A link to that video will help?

Reactions: Agree 1


----------



## Wapper (14/7/14)

http://www.improofmovement.com/


----------



## RevnLucky7 (14/7/14)

Its a mechanical with a dripping atty. 

Sent from my SM-G900H using Tapatalk


----------



## Andre (14/7/14)

To quick for me to make out, but definitely a rebuildable on a mechanical mod. Which means an atomizer on which you build your own coils and do your own wicking, customized to your requirements - be it clouds, throat hit or flavour or a combination thereof. The VG content of the juice will also contribute to vapour. The mech mod is basically an unregulated battery holder with a high drain unprotected safe chemistry battery in there. 
Safety is important when using such devices. Read the stickies in this forum: http://www.ecigssa.co.za/forums/electronic-cigarette-mods/


----------



## Wapper (14/7/14)

thanks I have to confess I have no idea what that means - could you pehaps suggest a website for some research


----------



## Wapper (14/7/14)

thanks much appreciated


----------



## Andre (14/7/14)

Wapper said:


> thanks much appreciated


If you are really interested, go an visit @annemarievdh in Krugersdorp. She is an agent for Vapeking and can tell and show you all about mech mods and rebuildables.

Reactions: Like 1


----------



## TylerD (14/7/14)

Got no idea. Mech and dripper. Caravella mech?

Reactions: Like 1


----------



## Andre (14/7/14)

TylerD said:


> Got no idea. Mech and dripper. Caravella mech?
> View attachment 8048


Awesome, I just could not catch it at that moment.


----------



## TylerD (14/7/14)

Yeah, it's very quick. Love greenshot.

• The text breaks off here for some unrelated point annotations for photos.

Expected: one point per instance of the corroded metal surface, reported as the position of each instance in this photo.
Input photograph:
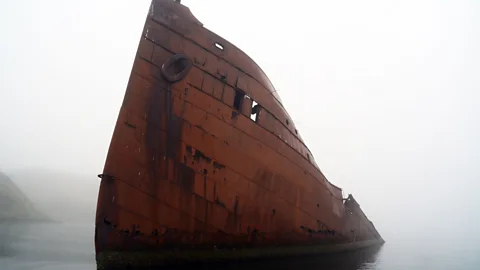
(204, 156)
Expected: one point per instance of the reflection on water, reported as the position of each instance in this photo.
(70, 246)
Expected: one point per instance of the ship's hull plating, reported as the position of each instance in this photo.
(190, 173)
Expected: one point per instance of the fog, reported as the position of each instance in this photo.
(385, 94)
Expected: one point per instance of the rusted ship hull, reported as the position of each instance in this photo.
(205, 161)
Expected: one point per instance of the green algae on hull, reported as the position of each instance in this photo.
(121, 260)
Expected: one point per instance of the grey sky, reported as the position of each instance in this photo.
(385, 93)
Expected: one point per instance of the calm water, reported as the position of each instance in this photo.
(70, 246)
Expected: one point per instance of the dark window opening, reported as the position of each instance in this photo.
(237, 102)
(254, 115)
(219, 46)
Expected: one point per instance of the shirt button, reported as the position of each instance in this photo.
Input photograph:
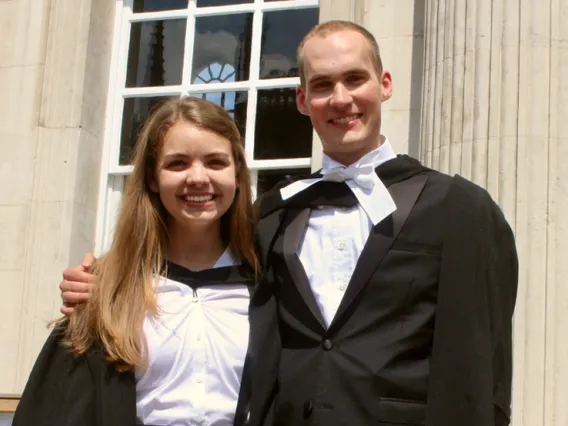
(327, 344)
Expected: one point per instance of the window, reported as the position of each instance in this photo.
(240, 54)
(7, 409)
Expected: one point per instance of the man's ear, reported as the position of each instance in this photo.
(153, 186)
(301, 100)
(386, 86)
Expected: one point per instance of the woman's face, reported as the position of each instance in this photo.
(195, 176)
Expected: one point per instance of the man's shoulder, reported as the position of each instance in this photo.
(458, 186)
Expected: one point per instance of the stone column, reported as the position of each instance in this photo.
(54, 75)
(495, 96)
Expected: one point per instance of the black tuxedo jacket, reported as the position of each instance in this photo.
(423, 333)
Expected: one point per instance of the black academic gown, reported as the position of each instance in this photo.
(423, 334)
(68, 390)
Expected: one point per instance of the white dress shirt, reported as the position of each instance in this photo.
(197, 346)
(333, 242)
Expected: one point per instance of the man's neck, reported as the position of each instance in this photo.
(348, 158)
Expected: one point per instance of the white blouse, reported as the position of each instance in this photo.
(197, 346)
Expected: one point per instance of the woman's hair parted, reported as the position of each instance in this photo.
(126, 275)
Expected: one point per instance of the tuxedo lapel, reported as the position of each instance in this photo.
(291, 237)
(377, 246)
(382, 236)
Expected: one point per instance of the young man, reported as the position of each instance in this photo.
(394, 285)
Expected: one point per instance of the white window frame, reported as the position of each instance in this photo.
(112, 173)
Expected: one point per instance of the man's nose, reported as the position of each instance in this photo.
(340, 96)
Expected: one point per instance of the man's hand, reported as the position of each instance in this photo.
(77, 284)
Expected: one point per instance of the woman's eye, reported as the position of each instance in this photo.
(217, 163)
(176, 163)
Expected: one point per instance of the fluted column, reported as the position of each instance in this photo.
(494, 99)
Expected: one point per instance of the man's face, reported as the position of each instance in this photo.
(343, 94)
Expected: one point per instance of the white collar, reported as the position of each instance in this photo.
(361, 179)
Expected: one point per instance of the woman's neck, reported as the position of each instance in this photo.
(195, 249)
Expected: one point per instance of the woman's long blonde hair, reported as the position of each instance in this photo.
(126, 274)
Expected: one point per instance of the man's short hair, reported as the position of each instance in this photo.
(330, 27)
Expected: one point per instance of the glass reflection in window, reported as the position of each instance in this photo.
(279, 44)
(155, 56)
(234, 102)
(158, 5)
(224, 39)
(136, 110)
(281, 131)
(207, 3)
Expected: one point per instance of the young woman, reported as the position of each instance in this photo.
(163, 338)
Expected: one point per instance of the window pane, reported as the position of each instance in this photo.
(6, 419)
(234, 102)
(158, 5)
(267, 179)
(279, 44)
(136, 110)
(281, 131)
(206, 3)
(155, 56)
(223, 40)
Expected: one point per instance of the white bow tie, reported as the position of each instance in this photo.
(369, 190)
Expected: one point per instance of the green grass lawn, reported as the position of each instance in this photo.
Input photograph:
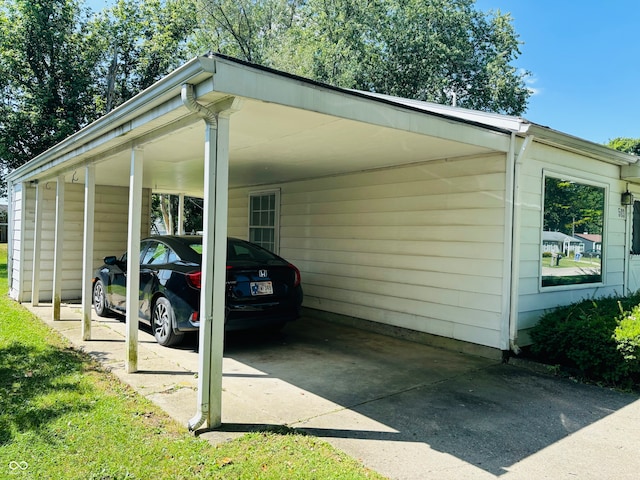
(63, 417)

Had to play/pause to get the right shot.


----------



## Cat (14/7/14)

i know it cannot be more than a week or two before i buy a mech mod....and i suppose an RDA. ...my mind has sort of crossed a point, realisation that it's inevitable.

Reactions: Like 1


----------



## Wapper (14/7/14)

I get the impression that its a general view not be "chasing the cloud" but hey I want to see the vape - I am sure that the cloud could go along with some decent taste or am I too ambitious


----------



## Cat (14/7/14)

have you seen the thread of selfie cloud pics?

Reactions: Agree 1


----------



## Andre (14/7/14)

Wapper said:


> I get the impression that its a general view not be "chasing the cloud" but hey I want to see the vape - I am sure that the cloud could go along with some decent taste or am I too ambitious


Not at all, many vapers love their clouds and certainly a good balance is easily attainable. Even if one is a cloud chaser to the detriment of flavour, it certainly is all good - as long as it keeps you off the stinkies.

Reactions: Agree 1


----------



## Wapper (14/7/14)

I agree fully, the transition from smoking to vaping was easy for me - if I knew it would be that easy I would have done it long ago -

Reactions: Like 2 | Agree 1


----------



## ET (14/7/14)

and of course you don't need a mechanical mod to blow clouds. loads of electronic mods on the market now that will enable you to crank out the cumulus

Reactions: Agree 1 | Winner 1


----------